JAKARTA, Infotren.id - Badan Penyelenggara Jaminan Produk Halal (BPJPH) mendorong penguatan sinergi lintas sektor dalam memperkuat daya saing UMKM produk halal.
Hal itu diungkapkan oleh Sekretaris Utama Badan Penyelenggara Jaminan Produk Halal (BPJPH) Muhammad Aqil Irham saat menjadi narasumber talkshow bertema “Lebih Berkah Pembiayaan bagi Pelaku UMKM Produk Halal”.
Acara tersebut merupakan bagian dari kegiatan Buka Bersama dan Santunan yang diselenggarakan Asosiasi Media Konvergensi Indonesia (AMKI), di Jakarta, Kamis, 26 Februari 2026.
Muhammad Aqil Irham menegaskan bahwa penguatan UMKM produk halal tidak bisa dilakukan secara parsial, melainkan membutuhkan sinergi lintas sektor. Penguatan tersebut dilakukan dengan terus memperkuat sosialisasi, edukasi, literasi, hingga fasilitasi dan pendampingan sertifikasi halal bagi pelaku UMK.

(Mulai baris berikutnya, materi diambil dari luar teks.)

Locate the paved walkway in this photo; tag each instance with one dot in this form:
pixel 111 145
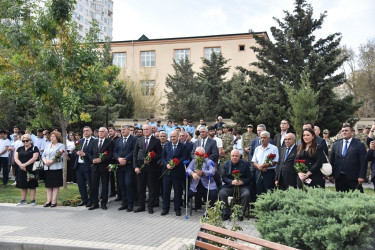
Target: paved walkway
pixel 77 228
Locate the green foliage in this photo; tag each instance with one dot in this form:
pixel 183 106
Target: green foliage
pixel 317 219
pixel 181 103
pixel 303 102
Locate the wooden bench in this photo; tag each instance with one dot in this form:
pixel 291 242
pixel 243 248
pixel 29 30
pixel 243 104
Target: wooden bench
pixel 204 238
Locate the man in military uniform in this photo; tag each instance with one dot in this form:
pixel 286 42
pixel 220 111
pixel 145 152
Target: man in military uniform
pixel 246 141
pixel 328 140
pixel 227 139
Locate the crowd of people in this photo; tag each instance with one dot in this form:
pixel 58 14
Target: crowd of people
pixel 205 162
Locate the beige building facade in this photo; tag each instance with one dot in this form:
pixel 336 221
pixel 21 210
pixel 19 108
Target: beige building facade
pixel 149 61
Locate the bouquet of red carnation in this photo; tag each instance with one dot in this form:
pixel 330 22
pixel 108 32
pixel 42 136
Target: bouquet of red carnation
pixel 58 156
pixel 270 158
pixel 148 158
pixel 199 159
pixel 174 162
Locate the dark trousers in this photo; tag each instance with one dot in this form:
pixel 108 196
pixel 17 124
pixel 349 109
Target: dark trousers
pixel 4 166
pixel 266 181
pixel 229 191
pixel 125 177
pixel 84 180
pixel 168 181
pixel 202 193
pixel 147 177
pixel 343 184
pixel 101 174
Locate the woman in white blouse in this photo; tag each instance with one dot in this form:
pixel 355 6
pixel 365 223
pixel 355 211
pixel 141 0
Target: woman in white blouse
pixel 53 166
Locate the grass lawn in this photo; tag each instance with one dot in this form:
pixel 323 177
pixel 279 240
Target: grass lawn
pixel 11 194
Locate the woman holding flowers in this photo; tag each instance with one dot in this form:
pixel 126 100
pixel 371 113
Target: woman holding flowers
pixel 311 154
pixel 53 165
pixel 24 157
pixel 202 171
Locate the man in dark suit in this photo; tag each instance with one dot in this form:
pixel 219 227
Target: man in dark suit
pixel 230 184
pixel 173 175
pixel 123 153
pixel 279 138
pixel 286 174
pixel 348 160
pixel 148 175
pixel 99 168
pixel 83 169
pixel 208 144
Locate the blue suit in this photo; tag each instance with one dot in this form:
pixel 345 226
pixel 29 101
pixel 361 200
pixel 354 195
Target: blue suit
pixel 125 173
pixel 83 172
pixel 175 176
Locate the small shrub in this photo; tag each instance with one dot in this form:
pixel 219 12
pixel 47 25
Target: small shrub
pixel 317 219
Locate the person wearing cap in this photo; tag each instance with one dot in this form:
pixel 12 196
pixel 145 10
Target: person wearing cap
pixel 246 142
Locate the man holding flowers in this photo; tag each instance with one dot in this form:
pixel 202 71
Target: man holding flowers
pixel 173 156
pixel 232 184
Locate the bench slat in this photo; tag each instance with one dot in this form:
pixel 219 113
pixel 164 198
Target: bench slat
pixel 247 238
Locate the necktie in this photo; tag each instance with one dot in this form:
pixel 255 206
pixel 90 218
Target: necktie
pixel 287 153
pixel 345 148
pixel 100 144
pixel 85 144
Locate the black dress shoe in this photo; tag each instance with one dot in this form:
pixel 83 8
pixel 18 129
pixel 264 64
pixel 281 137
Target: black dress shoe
pixel 150 210
pixel 123 207
pixel 94 207
pixel 164 212
pixel 82 204
pixel 139 209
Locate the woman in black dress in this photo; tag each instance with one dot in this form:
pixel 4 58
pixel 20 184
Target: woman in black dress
pixel 313 154
pixel 24 158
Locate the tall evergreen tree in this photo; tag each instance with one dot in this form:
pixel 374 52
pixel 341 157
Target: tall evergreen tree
pixel 213 76
pixel 296 48
pixel 185 99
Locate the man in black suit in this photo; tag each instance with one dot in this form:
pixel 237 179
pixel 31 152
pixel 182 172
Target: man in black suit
pixel 83 169
pixel 123 153
pixel 103 145
pixel 208 144
pixel 279 138
pixel 173 175
pixel 348 160
pixel 148 175
pixel 286 174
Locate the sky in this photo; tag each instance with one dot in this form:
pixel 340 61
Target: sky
pixel 176 18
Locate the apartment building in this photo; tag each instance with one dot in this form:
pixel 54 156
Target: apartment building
pixel 100 10
pixel 149 61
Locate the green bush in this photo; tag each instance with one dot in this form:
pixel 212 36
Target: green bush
pixel 317 219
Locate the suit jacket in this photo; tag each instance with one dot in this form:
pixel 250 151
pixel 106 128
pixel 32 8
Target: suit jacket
pixel 287 167
pixel 353 164
pixel 140 151
pixel 210 147
pixel 243 166
pixel 125 151
pixel 180 153
pixel 86 159
pixel 107 146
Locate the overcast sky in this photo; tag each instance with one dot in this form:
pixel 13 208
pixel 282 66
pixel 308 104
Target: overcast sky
pixel 176 18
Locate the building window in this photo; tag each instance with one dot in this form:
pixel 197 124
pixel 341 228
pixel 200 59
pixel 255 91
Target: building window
pixel 209 51
pixel 119 59
pixel 148 58
pixel 180 54
pixel 147 88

"Jumlah UMK kita sangat besar dan tersebar di seluruh Indonesia. Sehingga dibutuhkan sinergi dan kolaborasi semua pihak untuk membantu para pelaku UMK agar bersertifikat halal,” terang Muhammad Aqil Irham, dikutip dari siaran pers BPJPH.
Lebih lanjut, Muhammad Aqil Irham mengatakan bahwa saat ini tren pasar menunjukkan bahwa kesadaran masyarakat terhadap produk halal semakin meningkat. Sehingga, pelaku UMKM perlu merespons ini dengan serius.

BPJPH mendorong penguatan sinergi lintas sektor dalam memperkuat daya saing UMKM produk halal. foto: BPJPH
“UMKM kita harus mengikuti perkembangan pasar. Konsumen hari ini semakin selektif dalam memilih produk. Bahkan anak-anak Gen-Z saja sekarang kalau di mall atau di tempat-tempat umum kalau mau makan nanya dulu, ini sudah (bersertifikat) halal belum? Ini bisa menjadi peluang besar untuk meningkatkan daya saing,” tuturnya.
Seiring meningkatnya kesadaran masyarakat tersebut, lanjutnya, maka label halal kini bukan sekadar sebagai pemenuhan kepatuhan regulasi semata, tetapi telah menjadi variabel penting ekonomi.